There's a whole new game in Boston now. Boston Roulette is where you get in your car and travel through the portions of the Big Dig that remain open. Because you just never know when it's going to come down on you. Ok, that was some pretty harsh black humor, but the inspection keep finding more potentially lethal defects each day. There have been 362 identified so far, up from 60 the day after the fatal collapse.
BOSTON (Reuters) – From loose bolts to gaps between ceiling plates, the number of potentially dangerous flaws in Boston's $15 billion "Big Dig" highway project keep rising, reaching 362 on Friday, after a fatal tunnel collapse.
With public confidence deeply shaken in America's most expensive public works project, Massachusetts' governor took over inspections of the "Big Dig" and U.S. transportation officials expanded their investigation into the collapse.
"There are a large number of potential areas of concern and those will be inspected," Gov. Mitt Romney told reporters, referring to the concrete ceiling panels. "At this stage, you just have to cross your fingers that they don't come down."
The collapse in a three-year-old tunnel is the latest blow to an engineering project that is compared in scale to the building of the Panama Canal and has been dogged by leaks, massive cost overruns, criminal investigations and delays.
Romney signed a bill that gives him broad powers in inquiry into the rising number of defects, which are up from 242 on Thursday and 60 on Tuesday, a day after the ceiling collapsed.
The governor met with federal and local inspectors at the site where 38-year-old Milena Del Valle was killed late on Monday when a three-metric-ton concrete ceiling panel crushed her car. Her husband, Angel, crawled through a window.
"Although I lost my wife, I thank God it didn't happen earlier in the day when it would have been a bigger tragedy," Angel Del Valle, his forehead visibly scarred from the accident, told reporters in Spanish.
"I lost my wife but maybe that will now serve a purpose.
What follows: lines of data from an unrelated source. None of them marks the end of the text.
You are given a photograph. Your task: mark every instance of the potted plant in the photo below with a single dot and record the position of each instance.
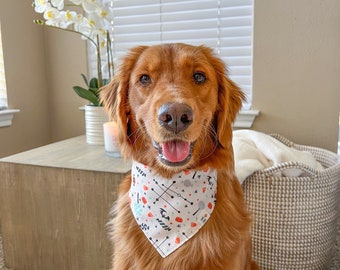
(92, 21)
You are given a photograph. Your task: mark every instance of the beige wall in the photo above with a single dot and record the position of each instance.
(23, 47)
(296, 74)
(42, 65)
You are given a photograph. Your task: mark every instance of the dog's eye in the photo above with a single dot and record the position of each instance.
(199, 77)
(145, 80)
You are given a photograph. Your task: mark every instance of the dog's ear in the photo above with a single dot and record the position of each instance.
(114, 97)
(230, 99)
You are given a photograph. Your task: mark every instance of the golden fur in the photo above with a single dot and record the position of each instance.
(224, 241)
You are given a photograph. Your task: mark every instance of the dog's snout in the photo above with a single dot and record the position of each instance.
(175, 117)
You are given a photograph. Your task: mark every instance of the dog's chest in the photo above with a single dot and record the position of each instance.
(171, 211)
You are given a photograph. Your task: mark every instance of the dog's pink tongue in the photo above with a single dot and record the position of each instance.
(175, 151)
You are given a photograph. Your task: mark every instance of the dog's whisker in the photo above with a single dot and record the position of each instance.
(208, 135)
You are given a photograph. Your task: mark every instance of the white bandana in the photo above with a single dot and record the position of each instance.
(171, 211)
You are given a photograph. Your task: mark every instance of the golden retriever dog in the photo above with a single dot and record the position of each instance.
(182, 206)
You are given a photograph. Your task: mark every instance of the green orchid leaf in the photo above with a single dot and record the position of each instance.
(95, 91)
(93, 83)
(106, 81)
(85, 79)
(86, 94)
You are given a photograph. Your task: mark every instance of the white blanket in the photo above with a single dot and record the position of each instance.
(255, 151)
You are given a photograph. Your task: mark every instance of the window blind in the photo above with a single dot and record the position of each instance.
(3, 93)
(224, 25)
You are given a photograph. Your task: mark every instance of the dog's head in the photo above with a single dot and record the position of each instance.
(175, 107)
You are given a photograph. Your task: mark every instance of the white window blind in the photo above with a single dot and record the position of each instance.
(3, 93)
(225, 25)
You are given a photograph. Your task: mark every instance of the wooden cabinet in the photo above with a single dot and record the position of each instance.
(54, 206)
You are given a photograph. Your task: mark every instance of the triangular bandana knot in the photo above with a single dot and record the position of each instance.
(171, 211)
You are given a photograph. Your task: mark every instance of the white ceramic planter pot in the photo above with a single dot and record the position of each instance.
(95, 117)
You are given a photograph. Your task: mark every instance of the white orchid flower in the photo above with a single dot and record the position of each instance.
(93, 24)
(67, 18)
(59, 4)
(40, 6)
(90, 6)
(52, 16)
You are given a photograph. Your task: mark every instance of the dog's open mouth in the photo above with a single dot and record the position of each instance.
(175, 152)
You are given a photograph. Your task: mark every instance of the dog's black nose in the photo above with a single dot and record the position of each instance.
(175, 117)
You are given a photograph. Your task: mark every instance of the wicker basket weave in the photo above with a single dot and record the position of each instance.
(294, 218)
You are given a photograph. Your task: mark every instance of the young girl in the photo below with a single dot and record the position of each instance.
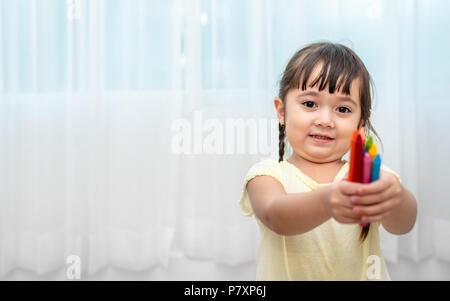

And when they finish a job like this, they do it right," he said through a New England Cable News interpreter.
Someone needs an all expense paid vacation over this little fiasco. People who have to drive the system each day are rediscovering religion.
Talk-back radio has been flooded with callers who say they are too terrified to travel through the portions of the Big Dig that remain open. Others say they now cross their fingers or pray to God as they enter the tunnel system.
"I wont drive through it," said Greg Carr, a 41-year-old arborist from Weymouth, south of Boston. "I drove right under it a few days before the collapse. It's nuts."
Frankly, I'd be nervous as all heck, too.